The improvement in the AFM image after applying a Lucy- Richardon
deconvolution algorithm using a new technique for estimating the AFM
tip shape from the square sample
AHMED AHTAIBA
Electrical and Electronic Engineering Department
Sirte University
Sirte
LIBYA
Abstract: - The images measured using AFM are distorted because of the influence of the tip geometry. This
influence let the images do not accurately represent the real shape of the measured particles or cells. Therefore,
it is necessary to reconstruct the AFM tip shape. This paper proposed a new approach (impulse response
technique) to reconstruct the tip shape from a square sample. Once the tip shape is known, erosion or
deconvolution process has been carried out between the estimated tip shape and the distorted image. The
experimental results and the computer simulations validate the performance of the proposed approach in which
it illustrates that the AFM image accuracy has been greatly improved. Also, we have compared the proposed
algorithm with the blind tip estimation algorithm using computer simulations and real AFM images, and our
algorithm has given better results. It is worth mentioning here that the blind tip estimation is the industrial and
research standard algorithm for the restoration of AFM images.
Key-Words: - AFM, image restoration, tip estimation, Square sample, deconvolution.

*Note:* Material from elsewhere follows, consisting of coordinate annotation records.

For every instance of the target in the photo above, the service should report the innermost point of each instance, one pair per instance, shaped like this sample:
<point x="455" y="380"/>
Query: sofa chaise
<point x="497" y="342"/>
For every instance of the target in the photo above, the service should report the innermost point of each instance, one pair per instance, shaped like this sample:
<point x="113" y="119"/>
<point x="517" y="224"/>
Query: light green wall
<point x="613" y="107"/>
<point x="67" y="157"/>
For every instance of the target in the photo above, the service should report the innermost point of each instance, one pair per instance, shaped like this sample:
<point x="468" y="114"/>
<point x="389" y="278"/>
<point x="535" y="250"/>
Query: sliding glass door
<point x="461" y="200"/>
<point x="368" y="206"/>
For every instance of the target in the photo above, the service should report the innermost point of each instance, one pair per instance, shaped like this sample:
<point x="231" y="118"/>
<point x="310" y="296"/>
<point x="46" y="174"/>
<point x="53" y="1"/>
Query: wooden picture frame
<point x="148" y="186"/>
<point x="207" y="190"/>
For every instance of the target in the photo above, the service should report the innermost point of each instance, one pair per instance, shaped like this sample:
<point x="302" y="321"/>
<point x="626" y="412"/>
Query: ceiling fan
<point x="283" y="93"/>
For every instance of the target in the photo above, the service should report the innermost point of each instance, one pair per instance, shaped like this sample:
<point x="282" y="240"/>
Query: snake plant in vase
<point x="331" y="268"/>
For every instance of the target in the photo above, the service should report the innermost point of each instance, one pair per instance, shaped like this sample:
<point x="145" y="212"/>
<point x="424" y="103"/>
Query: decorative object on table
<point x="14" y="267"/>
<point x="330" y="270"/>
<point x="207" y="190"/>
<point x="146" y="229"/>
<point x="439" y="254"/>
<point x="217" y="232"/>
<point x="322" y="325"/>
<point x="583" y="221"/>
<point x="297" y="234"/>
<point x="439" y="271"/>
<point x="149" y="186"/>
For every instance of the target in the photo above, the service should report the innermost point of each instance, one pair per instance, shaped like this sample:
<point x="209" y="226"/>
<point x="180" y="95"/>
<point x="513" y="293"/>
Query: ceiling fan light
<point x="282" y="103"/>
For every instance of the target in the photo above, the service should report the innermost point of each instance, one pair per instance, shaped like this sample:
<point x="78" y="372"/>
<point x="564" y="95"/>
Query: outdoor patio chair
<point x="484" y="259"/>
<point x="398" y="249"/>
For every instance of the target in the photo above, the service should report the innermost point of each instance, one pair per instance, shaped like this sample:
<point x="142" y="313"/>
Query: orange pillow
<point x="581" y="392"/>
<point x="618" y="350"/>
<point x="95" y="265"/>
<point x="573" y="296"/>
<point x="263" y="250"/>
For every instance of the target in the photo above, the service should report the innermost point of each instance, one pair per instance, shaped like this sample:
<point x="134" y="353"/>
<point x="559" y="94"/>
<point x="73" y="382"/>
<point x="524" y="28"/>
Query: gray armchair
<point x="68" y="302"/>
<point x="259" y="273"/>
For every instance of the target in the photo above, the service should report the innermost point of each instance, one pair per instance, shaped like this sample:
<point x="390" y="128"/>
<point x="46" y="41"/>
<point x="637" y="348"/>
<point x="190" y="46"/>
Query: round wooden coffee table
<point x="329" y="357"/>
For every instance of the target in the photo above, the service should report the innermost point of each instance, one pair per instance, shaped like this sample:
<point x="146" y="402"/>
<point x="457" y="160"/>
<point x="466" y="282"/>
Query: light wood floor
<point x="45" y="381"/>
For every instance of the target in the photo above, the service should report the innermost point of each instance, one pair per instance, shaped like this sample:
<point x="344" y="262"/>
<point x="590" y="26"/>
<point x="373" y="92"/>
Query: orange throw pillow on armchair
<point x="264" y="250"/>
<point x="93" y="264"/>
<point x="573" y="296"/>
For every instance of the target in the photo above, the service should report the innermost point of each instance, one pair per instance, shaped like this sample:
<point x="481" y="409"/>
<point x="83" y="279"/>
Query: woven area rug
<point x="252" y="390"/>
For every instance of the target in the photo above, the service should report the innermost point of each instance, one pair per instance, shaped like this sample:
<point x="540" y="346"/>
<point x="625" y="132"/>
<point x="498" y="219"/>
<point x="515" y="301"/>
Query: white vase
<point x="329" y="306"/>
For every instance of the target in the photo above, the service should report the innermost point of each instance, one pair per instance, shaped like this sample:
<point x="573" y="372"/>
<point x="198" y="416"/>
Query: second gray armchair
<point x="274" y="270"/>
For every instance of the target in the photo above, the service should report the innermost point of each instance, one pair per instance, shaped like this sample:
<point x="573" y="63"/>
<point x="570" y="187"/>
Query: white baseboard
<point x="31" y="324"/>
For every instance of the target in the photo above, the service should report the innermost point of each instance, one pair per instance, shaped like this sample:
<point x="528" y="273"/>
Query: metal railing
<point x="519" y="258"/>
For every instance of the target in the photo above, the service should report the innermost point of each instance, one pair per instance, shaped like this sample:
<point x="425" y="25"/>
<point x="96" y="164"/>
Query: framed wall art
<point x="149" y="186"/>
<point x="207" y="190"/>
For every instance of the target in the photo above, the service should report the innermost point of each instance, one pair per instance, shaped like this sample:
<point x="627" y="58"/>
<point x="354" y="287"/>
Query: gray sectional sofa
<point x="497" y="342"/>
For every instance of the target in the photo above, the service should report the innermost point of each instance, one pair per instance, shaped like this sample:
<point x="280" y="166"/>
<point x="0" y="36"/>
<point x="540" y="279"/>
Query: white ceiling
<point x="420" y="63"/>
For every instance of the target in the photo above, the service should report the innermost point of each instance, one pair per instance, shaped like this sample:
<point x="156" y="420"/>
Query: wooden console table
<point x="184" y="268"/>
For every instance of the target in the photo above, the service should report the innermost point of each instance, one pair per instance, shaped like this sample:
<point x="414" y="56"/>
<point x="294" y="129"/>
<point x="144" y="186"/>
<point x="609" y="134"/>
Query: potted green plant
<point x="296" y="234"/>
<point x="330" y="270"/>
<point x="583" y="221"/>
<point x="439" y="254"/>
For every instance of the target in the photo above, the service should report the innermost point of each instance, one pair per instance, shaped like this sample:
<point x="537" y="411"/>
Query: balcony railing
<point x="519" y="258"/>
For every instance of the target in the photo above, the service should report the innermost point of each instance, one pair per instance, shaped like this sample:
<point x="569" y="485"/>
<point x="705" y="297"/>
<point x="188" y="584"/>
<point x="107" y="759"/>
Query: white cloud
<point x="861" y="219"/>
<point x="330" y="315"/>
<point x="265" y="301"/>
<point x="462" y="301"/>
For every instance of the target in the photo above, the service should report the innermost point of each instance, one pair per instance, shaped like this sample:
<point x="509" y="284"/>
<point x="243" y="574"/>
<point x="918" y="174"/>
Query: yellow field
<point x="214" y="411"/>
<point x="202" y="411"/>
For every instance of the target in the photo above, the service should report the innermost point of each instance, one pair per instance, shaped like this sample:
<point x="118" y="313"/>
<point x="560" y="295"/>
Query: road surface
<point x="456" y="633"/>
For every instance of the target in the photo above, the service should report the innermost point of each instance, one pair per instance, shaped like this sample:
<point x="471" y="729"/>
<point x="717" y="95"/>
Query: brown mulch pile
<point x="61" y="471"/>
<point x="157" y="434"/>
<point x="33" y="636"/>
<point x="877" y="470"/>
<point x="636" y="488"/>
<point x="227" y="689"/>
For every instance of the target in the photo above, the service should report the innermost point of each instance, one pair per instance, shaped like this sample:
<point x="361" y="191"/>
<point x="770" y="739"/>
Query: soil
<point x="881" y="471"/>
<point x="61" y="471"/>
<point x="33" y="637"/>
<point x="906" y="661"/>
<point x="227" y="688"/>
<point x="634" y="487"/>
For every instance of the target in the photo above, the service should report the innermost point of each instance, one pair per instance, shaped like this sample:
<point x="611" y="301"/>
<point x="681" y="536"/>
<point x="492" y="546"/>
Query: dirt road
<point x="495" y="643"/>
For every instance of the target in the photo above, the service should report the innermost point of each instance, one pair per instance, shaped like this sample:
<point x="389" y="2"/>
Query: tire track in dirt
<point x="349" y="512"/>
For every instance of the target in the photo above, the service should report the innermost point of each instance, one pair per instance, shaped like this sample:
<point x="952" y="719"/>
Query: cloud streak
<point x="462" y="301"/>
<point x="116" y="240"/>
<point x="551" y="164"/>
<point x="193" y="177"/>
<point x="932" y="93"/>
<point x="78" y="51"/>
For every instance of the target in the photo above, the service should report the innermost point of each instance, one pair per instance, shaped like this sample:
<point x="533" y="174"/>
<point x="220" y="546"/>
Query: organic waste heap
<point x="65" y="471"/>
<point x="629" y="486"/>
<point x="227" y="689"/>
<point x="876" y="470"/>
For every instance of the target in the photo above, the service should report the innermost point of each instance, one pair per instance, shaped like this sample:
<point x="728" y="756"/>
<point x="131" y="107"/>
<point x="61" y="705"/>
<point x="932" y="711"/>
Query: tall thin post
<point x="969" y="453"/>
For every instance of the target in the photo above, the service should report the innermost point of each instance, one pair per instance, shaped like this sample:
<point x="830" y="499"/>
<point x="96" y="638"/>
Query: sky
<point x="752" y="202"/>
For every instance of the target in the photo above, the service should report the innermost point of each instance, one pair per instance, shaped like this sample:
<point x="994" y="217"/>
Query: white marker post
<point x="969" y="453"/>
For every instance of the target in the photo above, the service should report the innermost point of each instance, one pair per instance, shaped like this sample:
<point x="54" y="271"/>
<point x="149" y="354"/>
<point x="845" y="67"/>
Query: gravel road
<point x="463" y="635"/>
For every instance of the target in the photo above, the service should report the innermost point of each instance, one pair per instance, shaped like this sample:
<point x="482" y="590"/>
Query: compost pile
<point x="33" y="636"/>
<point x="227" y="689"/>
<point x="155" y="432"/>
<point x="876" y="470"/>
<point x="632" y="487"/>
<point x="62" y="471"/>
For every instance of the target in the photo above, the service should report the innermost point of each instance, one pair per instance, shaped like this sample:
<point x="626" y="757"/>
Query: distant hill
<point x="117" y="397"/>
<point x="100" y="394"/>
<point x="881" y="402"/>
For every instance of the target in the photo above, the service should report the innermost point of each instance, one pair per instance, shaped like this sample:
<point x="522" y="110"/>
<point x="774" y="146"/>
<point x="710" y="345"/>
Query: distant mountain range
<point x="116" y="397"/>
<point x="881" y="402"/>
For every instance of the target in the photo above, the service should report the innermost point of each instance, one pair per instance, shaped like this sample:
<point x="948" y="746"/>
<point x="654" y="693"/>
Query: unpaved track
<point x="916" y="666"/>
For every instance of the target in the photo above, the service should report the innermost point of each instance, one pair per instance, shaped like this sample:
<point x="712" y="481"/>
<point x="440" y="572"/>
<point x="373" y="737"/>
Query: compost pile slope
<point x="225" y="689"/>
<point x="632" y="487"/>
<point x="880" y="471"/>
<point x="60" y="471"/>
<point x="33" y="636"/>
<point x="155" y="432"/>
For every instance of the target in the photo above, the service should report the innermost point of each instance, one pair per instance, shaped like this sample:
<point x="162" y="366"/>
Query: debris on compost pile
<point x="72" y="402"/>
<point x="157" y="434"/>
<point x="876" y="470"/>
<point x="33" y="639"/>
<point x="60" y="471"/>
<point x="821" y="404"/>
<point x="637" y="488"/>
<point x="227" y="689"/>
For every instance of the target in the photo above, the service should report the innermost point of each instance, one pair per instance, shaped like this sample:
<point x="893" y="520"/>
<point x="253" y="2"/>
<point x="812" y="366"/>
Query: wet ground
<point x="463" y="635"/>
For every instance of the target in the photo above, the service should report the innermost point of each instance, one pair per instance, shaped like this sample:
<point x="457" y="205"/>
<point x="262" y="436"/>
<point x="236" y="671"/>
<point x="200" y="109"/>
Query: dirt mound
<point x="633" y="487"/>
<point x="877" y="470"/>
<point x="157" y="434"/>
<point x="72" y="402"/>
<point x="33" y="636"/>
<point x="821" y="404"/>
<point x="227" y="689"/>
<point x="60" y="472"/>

Received: June 11, 2022. Revised: August 16, 2023. Accepted: September 17, 2023. Published: October 4, 2023.
1 Introduction
The Atomic Force Microscope (AFM) is very
important instrument for use in nanotechnology and
biology since it can be used to measure a variety of
objects such as nano-particles and cells.. An AFM
image is represented as the distorted sample due to
the convolution effect, which produced by the finite
size of the AFM tip. The image restoration problem
has been studied by many researchers in terms of
determining the cantilever tip shape for the AFM
and then using it to restore the AFM images using a
deconvolution algorithm. This formulation of the
image restoration problem ignores the other
parameters that affect the image acquisition process
in the AFM such as the scanning speed, the response
of the x, y and z piezo materials, and the bandwidth
of the feedback loop system. As is well-known in
digital image processing theory, the impulse
response of a linear time invariant system “fully
characterises” this system. This implies that our
proposed algorithm aim of finding the impulse
response of the AFM should take all these
parameters inherently into consideration and should
produce better and more faithful image
restoration algorithm than those that already exist in
the literature.
The first essential step in front-end digital image
processing systems is that of capturing digital
images. Many distortions occur during the image
acquisition process and these distortions should be
eliminated or alleviated using image restoration
algorithms. Examples of systems where these
distortions occur are in astronomical imaging using
telescopes, confocal microscopy, computed
tomography (CT) scanners and many other
applications. These are similar research problems to
the image restoration of AFM images [7-9].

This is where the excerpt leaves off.